Siegfried Zielinski


My special interest in our subject is my special interest in experimental film and – in general – in arts:  in contrast to CHRONO-design and chrono-decoration. It is not all new, but still original: a film articulates something, which is not identical with its internal psycho or techno-reality as a cinematic construction. At the same time a film, which may dare to call itself experimental, always articulates and addresses the reality of film or cinema and adds something to their existing qualities. Even if this surplus is not substantial, but only creates a minimal shift. We can call this a form of double-coding or a multiple coded reality, which is inherent to everything that is projected (and also rumouring inside the title for our conference).

Let us remember: The meaning of the term “projection” oscillates between two poles, which are intimately connected with the two perspectives mentioned above that epistemologically run in opposite directions. On the one hand projection is about the spectacular (in the literal sense) proof that something that is sent through an image machine constructed according to mathematical laws was or is like what we can see in the half-space of the projection screen. On the other hand, projection includes the production of a reality as an image, which only exists in the way that we see it within the area of the created ever flat pictorial object.

This gives rise to a basic problem that is shared by all the avant-gardes, and particularly the artists who use film and other advanced technologies to generate techno-visual realities. One works with efficient techniques to produce effects and illusions, and at the same time one wants the pretty outward appearance that is generated to remain tangibly and intelligibly created by technology.

For the spectators and listeners this means: They are offered two realities at the same time, sojourning simultaneously in parallel worlds: in the world created especially for cinema and in the world that exists without cinema, which, however, becomes a different world with each film that is produced.

“On the screen we can sit inside and outside ourselves at the same time”, said film buff Henry Miller looking into the eyes of Maya Deren and Luis Buñuel, when he introduced the festival and symposium “Art in the Cinema” at the San Francisco Museum of Modern Art 65 years ago, in 1947. With this idea Miller was describing the fundamental tension that results from this circumstance, the debates and productions also of the second avant-garde, after the disaster that modernism had experienced in German fascism, in Auschwitz and Hiroshima.1 For the artists this meant they had to abandon once and for all the concept of duplicating the world by using technology. “The experimental film, called such only because it dares to lie to the mirror...”2, Miller stated with emphasis. The art of mirroring without just reflecting. Or to use Walter Benjamin’s terminology with reference to the specific work of the artist: to be both magician and surgeon in the same person,3 laying on hands and cutting (analytically) into the body. I cannot see any reason to fall back behind positions that were formulated 60-70 years ago. The past is something still to come, we may treat it like a potential space.


A special genealogy of the interrelations between thinking and film/cognitive and technical images can be written by focussing on some dramatic cuts through the eye, which happened to occur a few times in the past. Those cuts always had been both: painful physical cuts and slashes through existing concepts of seeing. Regarding the tradition of seeing by technical means in a deep time perspective and having the projected world of the experimental cinema in our minds we go back roughly one millennium before Buñuel & Dalí organized their spectacular cut through the cow’s eye in Chien Andalou (the dog from Andalusia, which was their common lover Garcia Lorca).

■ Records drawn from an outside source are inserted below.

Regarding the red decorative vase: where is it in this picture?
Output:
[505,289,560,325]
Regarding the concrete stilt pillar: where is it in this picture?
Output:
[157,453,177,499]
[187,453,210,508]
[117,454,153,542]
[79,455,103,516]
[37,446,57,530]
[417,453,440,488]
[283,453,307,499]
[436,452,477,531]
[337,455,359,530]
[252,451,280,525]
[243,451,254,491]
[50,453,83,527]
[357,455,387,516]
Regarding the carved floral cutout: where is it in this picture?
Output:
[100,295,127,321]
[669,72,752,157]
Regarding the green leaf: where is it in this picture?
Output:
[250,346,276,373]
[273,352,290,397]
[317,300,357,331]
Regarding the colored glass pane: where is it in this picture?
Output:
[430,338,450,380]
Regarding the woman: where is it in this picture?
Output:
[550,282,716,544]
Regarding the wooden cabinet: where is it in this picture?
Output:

If one flies Far East into regions of the Earth, where the sun rises in the morning, one encounters a different view of the complementary relationship between light & shadow than we are used to in the occident, philosophically constituted through Plato’s allegory of the prisoners in the cave. In the orient, shadows are an object of enjoyment, contemplation, instruction, religious ritual, and only seldom of fear or terror.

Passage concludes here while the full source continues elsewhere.